Oneida chief (c. 1706 – 1816)

John Skenandoa (/ˌskɛnənˈdoʊə/; c. 1706 – March 11, 1816), also called Shenandoah (/ˌʃɛnənˈdoʊə/) among other forms, was an elected chief (a so-called "pine tree chief") of the Oneida. He was born into the Iroquoian-speaking Conestoga, but was adopted into the Oneida of the Haudenosaunee Confederacy. When he later accepted Christianity, he was baptized as "John", taking his Oneida name Skenandoa as his surname. Based on a possible reconstruction of his name in its original Oneida, he is sometimes called "Oskanondonha" in modern scholarship. His tombstone bears the spelling Schenando (/ˈʃɛnəndoʊ, ˈskɛn-/).

During the colonial years, Skenandoa supported the English against the French in the Seven Years' War. Later, during the American Revolutionary War, he supported the colonials and led a force of 250 Oneida and Tuscarora warriors in western New York in their support. He met George Washington, who wrote at least one letter of recommendation for him.

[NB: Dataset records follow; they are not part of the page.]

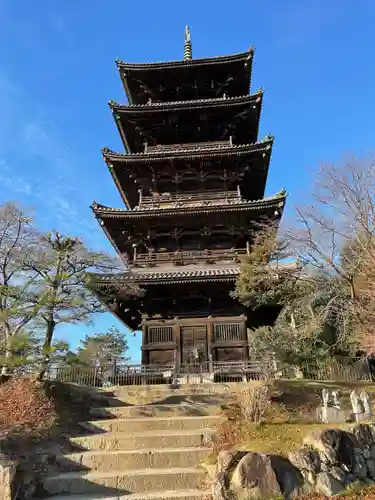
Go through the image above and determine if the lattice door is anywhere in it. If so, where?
[181,326,207,363]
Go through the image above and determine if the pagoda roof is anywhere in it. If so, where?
[102,136,273,208]
[109,89,263,153]
[116,47,254,104]
[102,136,273,163]
[92,262,299,288]
[91,191,286,255]
[91,192,287,220]
[95,265,240,285]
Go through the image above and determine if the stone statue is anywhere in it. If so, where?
[317,388,346,424]
[350,389,364,422]
[332,391,341,408]
[322,389,329,408]
[359,391,372,417]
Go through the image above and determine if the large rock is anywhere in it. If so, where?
[304,429,359,470]
[213,451,247,500]
[315,472,345,498]
[230,452,282,499]
[269,455,304,498]
[351,424,375,448]
[288,446,321,474]
[0,455,17,500]
[367,458,375,479]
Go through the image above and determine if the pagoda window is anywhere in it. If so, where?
[214,323,246,341]
[147,326,173,344]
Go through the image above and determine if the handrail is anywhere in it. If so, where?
[132,248,247,266]
[145,139,232,153]
[140,191,242,206]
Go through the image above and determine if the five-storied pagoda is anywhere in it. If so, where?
[92,28,286,366]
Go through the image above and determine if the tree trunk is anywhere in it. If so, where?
[1,331,13,375]
[36,314,56,382]
[1,347,13,375]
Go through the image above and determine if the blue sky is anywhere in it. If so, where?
[0,0,375,361]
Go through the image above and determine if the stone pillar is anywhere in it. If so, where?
[0,454,17,500]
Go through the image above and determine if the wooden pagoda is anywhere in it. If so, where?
[92,28,286,366]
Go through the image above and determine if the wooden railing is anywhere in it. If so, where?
[132,248,247,266]
[139,191,241,207]
[145,138,232,153]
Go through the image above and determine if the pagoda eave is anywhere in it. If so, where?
[116,47,255,71]
[103,138,273,209]
[108,89,263,115]
[110,92,263,153]
[93,266,240,288]
[102,137,273,164]
[116,48,254,104]
[91,194,286,220]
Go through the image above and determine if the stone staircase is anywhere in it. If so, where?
[43,388,229,500]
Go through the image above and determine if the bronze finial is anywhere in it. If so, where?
[185,26,191,42]
[184,26,193,61]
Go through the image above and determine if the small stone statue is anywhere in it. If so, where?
[359,391,372,417]
[317,388,345,424]
[350,389,364,422]
[332,391,341,408]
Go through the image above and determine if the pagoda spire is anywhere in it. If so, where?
[184,26,193,61]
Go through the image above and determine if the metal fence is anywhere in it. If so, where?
[48,358,375,387]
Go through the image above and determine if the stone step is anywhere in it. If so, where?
[79,415,224,433]
[47,490,212,500]
[91,391,228,407]
[43,468,206,498]
[56,447,213,472]
[70,429,215,451]
[90,403,222,418]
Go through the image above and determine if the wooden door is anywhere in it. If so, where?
[181,325,208,364]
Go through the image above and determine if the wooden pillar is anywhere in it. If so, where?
[173,316,181,371]
[241,314,249,360]
[142,323,149,365]
[207,316,214,368]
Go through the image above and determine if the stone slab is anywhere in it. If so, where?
[70,429,214,451]
[56,448,213,472]
[79,416,224,433]
[43,468,206,497]
[90,403,222,418]
[47,490,212,500]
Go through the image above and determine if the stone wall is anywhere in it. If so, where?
[106,381,247,405]
[214,424,375,500]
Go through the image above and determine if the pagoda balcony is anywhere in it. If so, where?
[132,248,248,267]
[144,137,233,153]
[138,190,244,210]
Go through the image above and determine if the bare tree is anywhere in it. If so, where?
[27,232,119,379]
[0,203,43,374]
[288,156,375,352]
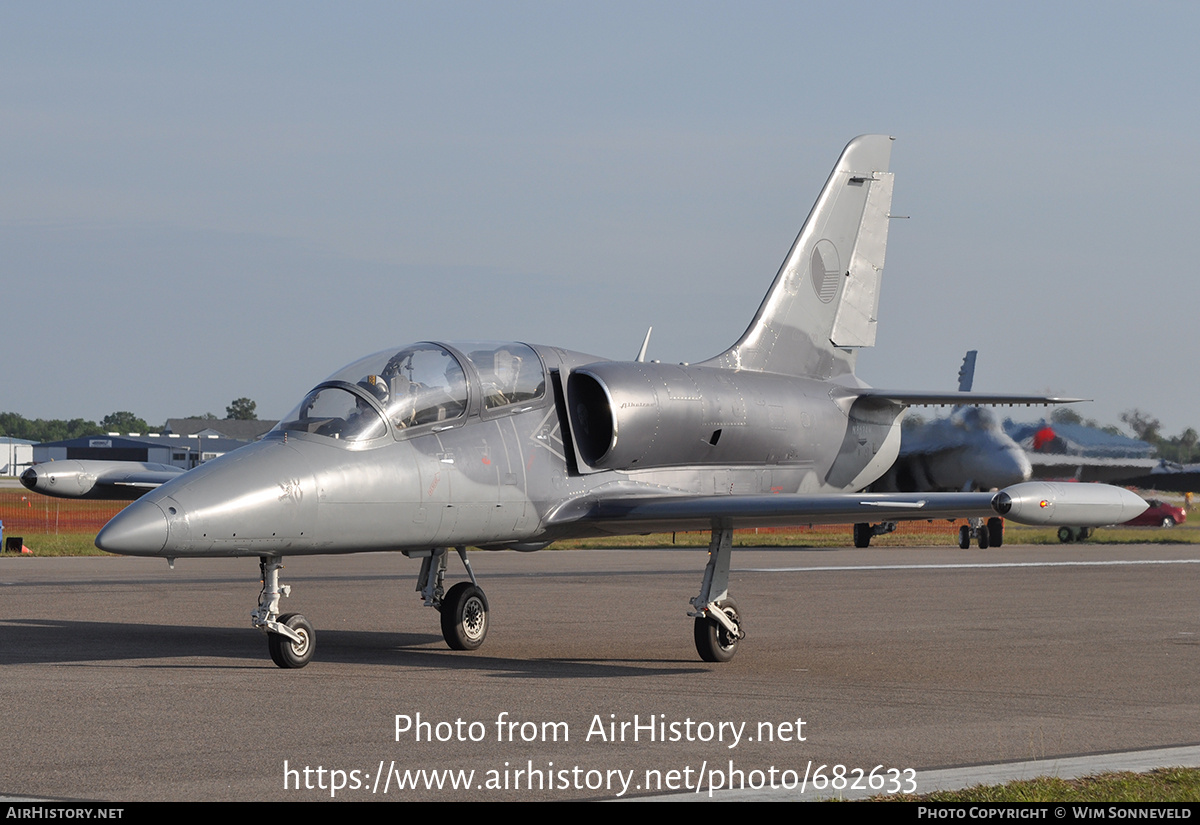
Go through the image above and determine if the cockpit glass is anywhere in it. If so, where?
[456,342,546,410]
[309,343,467,430]
[276,387,388,441]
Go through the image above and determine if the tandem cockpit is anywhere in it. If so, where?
[274,342,546,446]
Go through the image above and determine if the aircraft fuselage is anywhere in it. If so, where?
[97,344,902,558]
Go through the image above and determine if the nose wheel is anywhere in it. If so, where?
[688,520,746,662]
[266,613,317,669]
[694,598,744,662]
[250,555,317,670]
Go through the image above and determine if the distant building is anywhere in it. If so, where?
[163,418,278,441]
[1003,420,1158,484]
[1004,420,1154,459]
[0,435,36,476]
[32,433,246,469]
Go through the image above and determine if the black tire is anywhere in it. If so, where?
[694,598,742,662]
[988,517,1004,547]
[442,582,488,650]
[266,613,317,670]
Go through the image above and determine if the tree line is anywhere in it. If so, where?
[0,398,258,441]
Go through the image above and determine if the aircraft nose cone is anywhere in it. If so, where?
[96,501,168,555]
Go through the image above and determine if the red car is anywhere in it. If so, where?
[1124,499,1188,528]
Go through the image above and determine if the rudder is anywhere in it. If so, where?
[704,134,893,379]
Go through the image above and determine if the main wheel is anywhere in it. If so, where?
[442,582,487,650]
[266,613,317,669]
[988,517,1004,547]
[694,598,742,662]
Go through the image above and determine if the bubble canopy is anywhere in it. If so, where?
[275,342,546,442]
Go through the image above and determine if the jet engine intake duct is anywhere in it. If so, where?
[566,361,816,472]
[566,361,705,470]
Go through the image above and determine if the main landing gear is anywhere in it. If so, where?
[959,517,1004,550]
[412,547,488,650]
[854,522,896,548]
[688,524,745,662]
[250,555,317,668]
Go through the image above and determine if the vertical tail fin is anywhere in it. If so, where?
[704,134,892,379]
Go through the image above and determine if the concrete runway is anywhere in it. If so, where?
[0,546,1200,801]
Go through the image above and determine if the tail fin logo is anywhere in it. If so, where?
[812,239,841,303]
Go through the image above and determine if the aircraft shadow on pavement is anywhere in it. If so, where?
[0,619,707,679]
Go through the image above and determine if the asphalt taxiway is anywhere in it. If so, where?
[0,546,1200,801]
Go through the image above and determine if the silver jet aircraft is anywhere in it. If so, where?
[96,136,1146,668]
[854,350,1033,549]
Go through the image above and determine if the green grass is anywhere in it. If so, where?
[4,519,1200,558]
[871,767,1200,803]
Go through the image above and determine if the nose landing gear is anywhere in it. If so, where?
[250,555,317,669]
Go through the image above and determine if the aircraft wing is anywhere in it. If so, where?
[20,459,184,501]
[552,482,1146,535]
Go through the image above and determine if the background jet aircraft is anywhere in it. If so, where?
[20,459,184,500]
[96,136,1145,668]
[854,350,1033,549]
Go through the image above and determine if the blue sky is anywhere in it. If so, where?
[0,2,1200,434]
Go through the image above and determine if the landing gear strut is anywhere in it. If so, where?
[959,517,1004,550]
[854,522,896,548]
[250,555,317,668]
[688,523,745,662]
[414,547,490,650]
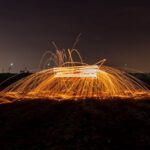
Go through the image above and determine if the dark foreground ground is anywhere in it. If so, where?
[0,100,150,150]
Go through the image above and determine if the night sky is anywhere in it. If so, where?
[0,0,150,72]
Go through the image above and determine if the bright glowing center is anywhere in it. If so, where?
[53,65,99,78]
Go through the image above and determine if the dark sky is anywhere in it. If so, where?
[0,0,150,72]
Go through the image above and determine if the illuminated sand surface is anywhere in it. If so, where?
[0,50,150,100]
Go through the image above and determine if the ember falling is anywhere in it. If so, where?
[0,49,150,100]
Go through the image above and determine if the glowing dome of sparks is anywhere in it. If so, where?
[0,49,149,100]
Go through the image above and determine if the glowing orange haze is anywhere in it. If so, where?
[0,49,150,100]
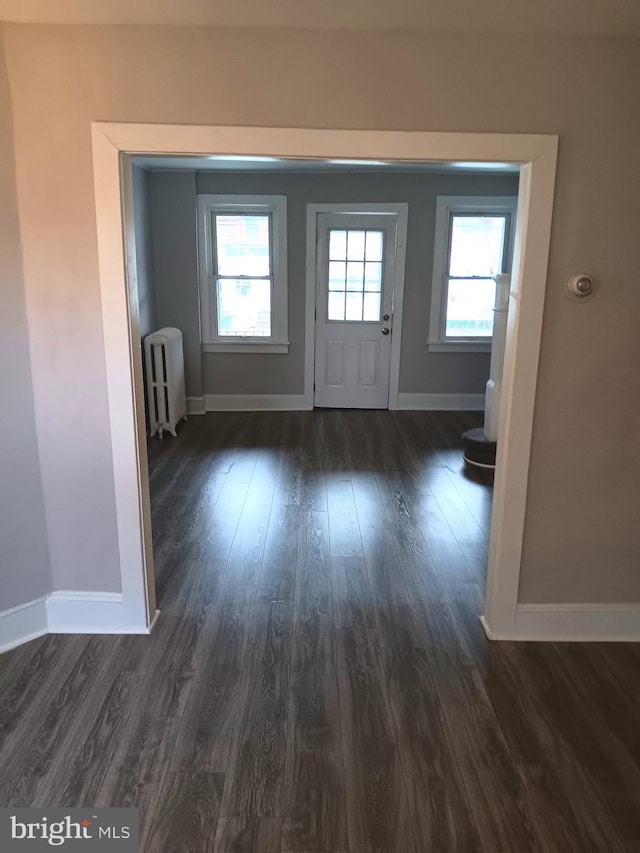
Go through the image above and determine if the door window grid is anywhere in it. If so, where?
[327,228,384,323]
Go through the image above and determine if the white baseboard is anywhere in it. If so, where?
[204,394,313,412]
[398,394,484,412]
[187,397,206,415]
[0,595,48,653]
[0,590,159,653]
[481,603,640,643]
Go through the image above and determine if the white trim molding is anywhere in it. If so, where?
[91,122,558,635]
[0,590,160,653]
[398,393,484,412]
[481,602,640,643]
[204,394,313,412]
[0,595,49,654]
[187,397,207,415]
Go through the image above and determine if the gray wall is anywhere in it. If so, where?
[151,172,203,397]
[151,172,518,394]
[133,165,157,338]
[0,34,53,612]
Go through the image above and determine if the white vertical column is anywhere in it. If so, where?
[484,273,511,441]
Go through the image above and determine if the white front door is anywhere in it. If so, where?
[314,213,397,409]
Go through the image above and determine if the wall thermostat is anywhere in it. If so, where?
[564,272,596,302]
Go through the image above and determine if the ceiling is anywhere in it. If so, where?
[0,0,640,37]
[133,156,519,174]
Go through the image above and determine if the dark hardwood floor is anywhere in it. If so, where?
[0,410,640,853]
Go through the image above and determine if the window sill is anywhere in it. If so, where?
[427,340,491,353]
[202,341,289,354]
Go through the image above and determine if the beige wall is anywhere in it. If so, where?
[0,34,52,611]
[6,25,640,601]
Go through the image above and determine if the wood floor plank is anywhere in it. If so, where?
[0,637,127,805]
[213,817,282,853]
[0,634,90,764]
[5,409,640,853]
[440,703,538,853]
[337,628,416,853]
[327,477,363,557]
[31,672,140,807]
[362,527,421,646]
[141,773,223,853]
[383,642,480,853]
[222,601,293,817]
[92,714,177,850]
[331,557,376,630]
[258,505,300,603]
[282,614,347,851]
[414,495,477,584]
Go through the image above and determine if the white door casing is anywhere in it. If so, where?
[314,213,398,409]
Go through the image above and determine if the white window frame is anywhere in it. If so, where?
[427,195,518,352]
[198,193,289,353]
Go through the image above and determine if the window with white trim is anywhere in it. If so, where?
[427,196,517,352]
[198,195,289,352]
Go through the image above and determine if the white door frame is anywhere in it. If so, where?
[91,122,558,638]
[304,202,409,409]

A longtime friend of the minister Samuel Kirkland, a founder of Hamilton College, his request to be buried next to Kirkland was granted. In the funeral procession at the death of Skenandoa together were Oneida, students and officers from Hamilton College, Kirkland's widow and her family, and many citizens of Clinton, New York.

==Name==
Skenandoa's name is variously recorded; "Shenandoah" has become the most famous form, used in many versions of the folk song "O Shenandoah", where the words "O Shenandoah, I love your daughter" and "The chief disdained the trader's dollars: / 'My daughter never you shall follow'" are found. Other forms include Skenandoah or Scanandoa; Schenandoah, Schenandoa, Shenondoa, Shanandoah, or Shanendoah; Skenando or Scanondo; Schenando; Skenandore; and Skennondon, Scanandon, Skonondon, or Skeanendon.

The origin of Skenandoa's name is uncertain. The spelling Oskanondonha (which was not recorded in his lifetime) assumes derivation from Oneida oskanu:tú: /one/, "deer". However, Skenandoa referred to himself as "an aged hemlock", and the Oneida word for "hemlock" is kanʌʔtú:saʔ /one/; this derivation has had a longer tradition of acceptance.

==Life==
Skenandoa was born in 1706 into the Iroquoian-speaking Conestoga people (also called Susquehannock), located in present-day eastern Pennsylvania. He was adopted into the Oneida people, one of the Five Nations of the Haudenosaunee Confederacy.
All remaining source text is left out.